Escreveu alguém que “como consequência da acção […] dos meios de informação, o público é consciente ou ignora, presta atenção ou descuida, sublinha ou passa por cima […] As pessoas tendem a excluir dos seus conhecimentos o que os meios de comunicação excluem do seu conteúdo”. (2)
Ora, na sequência dos últimos textos, em que analisámos os papéis de produtor, vendedor e consumidor das “notícias de justiça”, é interessante anotar algo que também se passa com a venda de qualquer outro bem de consumo ou serviço: se for mesmo apetecível todos os vendedores querem ter o produto para venda… são capazes de pagar para poder vender, esmagando as margens de lucro. Por isso encontramos “donuts” à venda em toda a parte: cafés, estações de serviço, padarias, supermercados, etc. O mesmo se passa com algumas notícias de justiça, que inundam toda a comunicação social, enquanto outras apenas saem em publicações, digamos, “especializadas no escândalo”.
Chegados ao fim da cadeia comercial lá está o público – nós todos, enquanto consumidores de papel higiénico e de notícias de justiça. Público que, mais ou menos arrebatado consoante a capacidade de venda dos vendedores, gera opiniões, muda opiniões, consome e considera bom ou mau de acordo com o que lhe é dito sobre o papel higiénico, mais do que com a resistência ou suavidade do mesmo para a função que lhe é votada.
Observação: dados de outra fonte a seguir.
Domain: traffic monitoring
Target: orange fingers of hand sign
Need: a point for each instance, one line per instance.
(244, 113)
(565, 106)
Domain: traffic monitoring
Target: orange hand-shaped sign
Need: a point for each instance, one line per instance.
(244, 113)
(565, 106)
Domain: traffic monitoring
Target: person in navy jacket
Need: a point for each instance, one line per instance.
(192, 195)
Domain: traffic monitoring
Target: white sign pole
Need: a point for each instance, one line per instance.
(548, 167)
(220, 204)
E daqui é que resultam todos os males da mediatização dos casos de Justiça: obter uma decisão isenta e higienizada em sede de julgamento torna-se extremamente difícil, porque para tanto o julgador tinha que ter estado eximido do lote de consumidores das notícias de justiça.
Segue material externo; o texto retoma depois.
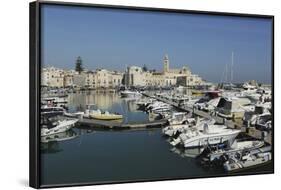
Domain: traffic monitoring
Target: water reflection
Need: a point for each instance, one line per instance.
(102, 100)
(190, 153)
(107, 102)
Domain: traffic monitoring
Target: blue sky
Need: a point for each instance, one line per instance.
(114, 39)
Pior: quando um caso mediático chega a julgamento, depois de anos de investigações e de notícias na comunicação social, já todos os julgamentos opinativos, sociais, de “mercado” foram previamente feitos por todos os consumidores… todos têm opinião formada sobre o caso.
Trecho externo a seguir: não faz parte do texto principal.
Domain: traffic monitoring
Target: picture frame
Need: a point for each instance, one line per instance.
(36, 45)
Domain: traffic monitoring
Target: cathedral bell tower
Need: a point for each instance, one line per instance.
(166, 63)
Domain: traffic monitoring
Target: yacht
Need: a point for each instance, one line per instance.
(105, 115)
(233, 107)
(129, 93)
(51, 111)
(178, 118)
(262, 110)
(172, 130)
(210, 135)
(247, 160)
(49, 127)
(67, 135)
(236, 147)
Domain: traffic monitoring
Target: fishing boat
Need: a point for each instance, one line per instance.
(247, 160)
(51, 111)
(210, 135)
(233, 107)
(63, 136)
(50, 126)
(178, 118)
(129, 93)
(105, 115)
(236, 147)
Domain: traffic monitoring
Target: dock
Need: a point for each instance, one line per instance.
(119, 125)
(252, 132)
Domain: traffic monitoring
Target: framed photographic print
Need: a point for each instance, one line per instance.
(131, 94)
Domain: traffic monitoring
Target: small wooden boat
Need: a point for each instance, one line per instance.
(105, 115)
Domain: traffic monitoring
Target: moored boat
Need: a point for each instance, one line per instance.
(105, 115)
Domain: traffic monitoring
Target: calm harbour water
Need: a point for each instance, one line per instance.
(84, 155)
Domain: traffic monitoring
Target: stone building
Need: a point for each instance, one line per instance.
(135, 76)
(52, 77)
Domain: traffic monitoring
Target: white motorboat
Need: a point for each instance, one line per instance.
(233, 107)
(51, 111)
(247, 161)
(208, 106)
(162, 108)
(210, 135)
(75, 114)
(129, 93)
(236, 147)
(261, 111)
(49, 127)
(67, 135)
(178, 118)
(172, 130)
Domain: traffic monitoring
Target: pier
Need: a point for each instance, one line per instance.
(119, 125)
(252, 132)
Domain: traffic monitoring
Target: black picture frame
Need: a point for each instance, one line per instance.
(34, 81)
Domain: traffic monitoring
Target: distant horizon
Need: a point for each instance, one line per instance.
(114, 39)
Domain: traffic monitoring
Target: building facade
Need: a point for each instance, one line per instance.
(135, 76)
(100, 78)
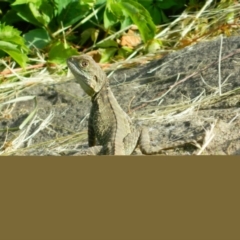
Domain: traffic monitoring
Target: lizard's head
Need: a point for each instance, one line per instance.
(87, 73)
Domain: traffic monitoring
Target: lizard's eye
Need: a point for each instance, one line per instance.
(84, 63)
Atente-se que os meios de comunicação social difundem, comentam, opinam e julgam com muito mais tempo e amplitude do que a Justiça. Chega-se à saturação, com o tempo e aparente profundidade das investigações publicamente difundidas, o que cristaliza as opiniões, num processo estranhíssimo, em que a mais gasosa opinião ganha foros de tese… porque sim!
Ao “informar”, voltar a “informar”, comentar, repetir, analisar, tudo em cada uma das sucessivas fases de cada processo, os media dão ao mesmo uma dimensão muito superior àquela que tem. Amplificam os casos, comparam-nos com outros, aproveitando para “remediatizar” casos já fechados (e muitas vezes em que os factos nem sequer se demonstraram).
Imagine o leitor o efeito psicológico e humano que tudo isto terá naqueles que, de entre os consumidores de notícias de justiça, terão de julgar judicialmente o caso… porque são também juízes!
A isso iremos para a semana, para fechar com chave de ouro.
(1) Extraído de apresentação feita nas “Jornadas sobre Corrupção – Justiça, Comunicação Social e Aspectos Processuais”, Figueira da Foz, 20-06-2015.
(2) D’Adamo, O. J., Carcía Beaudoux, E. y Freidenberg, F., Efectos políticos de los medios de comunicación. Un análisis de la función de establecimiento de la agenda, Psicología política, n. 20, 2000.